A new study has revealed the development of PRECAST, a data integration method for multiple spatial transcriptomics datasets. Spatially resolved transcriptomics is a set of emerging technologies that enable the transcriptomic profiling of tissues with the physical location of expressions. However, current methods for data integration tend to focus on single-cell RNA-seq datasets, without considering spatial information.
PRECAST aims to fill this gap by unifying spatial factor analysis simultaneously with spatial clustering and embedding alignment, while only requiring partially shared cell/domain clusters across datasets. The study shows that PRECAST is computationally scalable and applicable to spatial transcriptomics datasets from different platforms, and has been tested on both simulated and (four) real datasets. The results of the study demonstrate improved cell/domain detection with outstanding visualization, and the estimated aligned embeddings and cell/domain labels facilitate many downstream analyses.
The challenges of integrating spatial data
Spatial transcriptomics is a rapidly growing field that utilizes new technologies to study gene expression profiles while retaining information on the physical location of the tissue. These technologies include in situ hybridization (ISH) methods such as MERFISH, seqFISH, and seqFISH+, as well as in situ capturing technologies like ST, HDST, Slide-seq, and 10x Genomics Visium. Spatial provides researchers with the ability to explore the interactions between cells and their local environment, identify genes with spatial variations, and track changes in gene expression over time.
Similar to single-cell RNA-sequencing (scRNA-seq), spatial studies require the identification of cell/domain clusters using both spatial and expression information. However, when analysing multiple spatial datasets from different slides or conditions, it is important to remove unwanted variations caused by batch effects or biological differences.
Many current data integration methods for scRNA-seq do not consider spatial information, and most existing methods for spatial data integration are limited to low-dimensional space using the principal components of conventional dimension reduction.
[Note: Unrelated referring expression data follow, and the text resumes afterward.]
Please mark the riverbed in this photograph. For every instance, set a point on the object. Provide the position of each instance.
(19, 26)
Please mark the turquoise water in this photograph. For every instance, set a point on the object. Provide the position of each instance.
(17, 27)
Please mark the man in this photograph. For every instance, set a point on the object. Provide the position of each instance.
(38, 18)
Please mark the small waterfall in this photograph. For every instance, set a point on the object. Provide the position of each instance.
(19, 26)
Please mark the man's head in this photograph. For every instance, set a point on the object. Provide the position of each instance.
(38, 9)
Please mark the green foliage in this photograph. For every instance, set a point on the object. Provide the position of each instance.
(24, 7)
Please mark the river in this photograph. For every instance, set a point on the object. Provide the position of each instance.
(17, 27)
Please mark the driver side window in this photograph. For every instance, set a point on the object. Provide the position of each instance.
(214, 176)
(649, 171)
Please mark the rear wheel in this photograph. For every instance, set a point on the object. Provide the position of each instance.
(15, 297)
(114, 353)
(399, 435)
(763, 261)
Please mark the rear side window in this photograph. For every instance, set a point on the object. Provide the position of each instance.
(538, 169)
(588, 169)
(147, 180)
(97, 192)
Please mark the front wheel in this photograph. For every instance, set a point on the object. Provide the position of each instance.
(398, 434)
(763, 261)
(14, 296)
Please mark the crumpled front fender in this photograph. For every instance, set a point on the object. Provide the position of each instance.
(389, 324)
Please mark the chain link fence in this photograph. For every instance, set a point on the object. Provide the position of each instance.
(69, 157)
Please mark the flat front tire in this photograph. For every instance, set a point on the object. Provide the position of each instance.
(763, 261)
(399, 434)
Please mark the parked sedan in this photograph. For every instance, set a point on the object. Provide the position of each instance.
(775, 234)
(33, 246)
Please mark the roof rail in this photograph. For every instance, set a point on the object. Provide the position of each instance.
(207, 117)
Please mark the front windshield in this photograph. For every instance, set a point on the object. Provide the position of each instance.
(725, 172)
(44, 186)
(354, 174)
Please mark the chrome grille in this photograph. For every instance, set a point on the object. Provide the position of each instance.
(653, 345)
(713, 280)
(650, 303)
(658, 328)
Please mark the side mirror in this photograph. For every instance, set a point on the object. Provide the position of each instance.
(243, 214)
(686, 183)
Researchers developed PRECAST with the aim of creating a rigorous method for data integration of multiple spatial datasets, which will be capable of estimating shared embeddings of biological effects, aligning the embeddings, and clustering the aligned embeddings to obtain cell/domain clusters across datasets that promote spatial smoothness.
How PRECAST works
PRECAST is a unified and principled probabilistic model that simultaneously estimates embeddings for cellular biological effects, performs spatial clustering, and aligns the estimated embeddings across multiple tissue sections. This is a key advantage over other existing methods of data integration, which often perform these tasks sequentially. Furthermore, PRECAST takes advantage of CAR to account for the local microenvironments of neighbouring spots, and an intrinsic CAR component has been used to promote spatial smoothness in the observed expressions of SRT data, which is not found in other methods.
In terms of applications, PRECAST can be used for visualization, trajectory analysis, and SVA and DE analysis for combined tissue slices. Additionally, the method can further remove batch effects across multiple tissue slides based on housekeeping genes, making expression data comparable for different cell/domain clusters. This is particularly useful when analyzing SRT datasets from multiple tissue slides, where biological variations between cell/domain types are often confounded by factors related to data generation processes.
Overall, PRECAST is a potentially powerful new tool for data integration in the field of SRT, providing a unified and principled approach for aligning shared embeddings of biological effects while accounting for complex batch effects and/or biological effects between slides.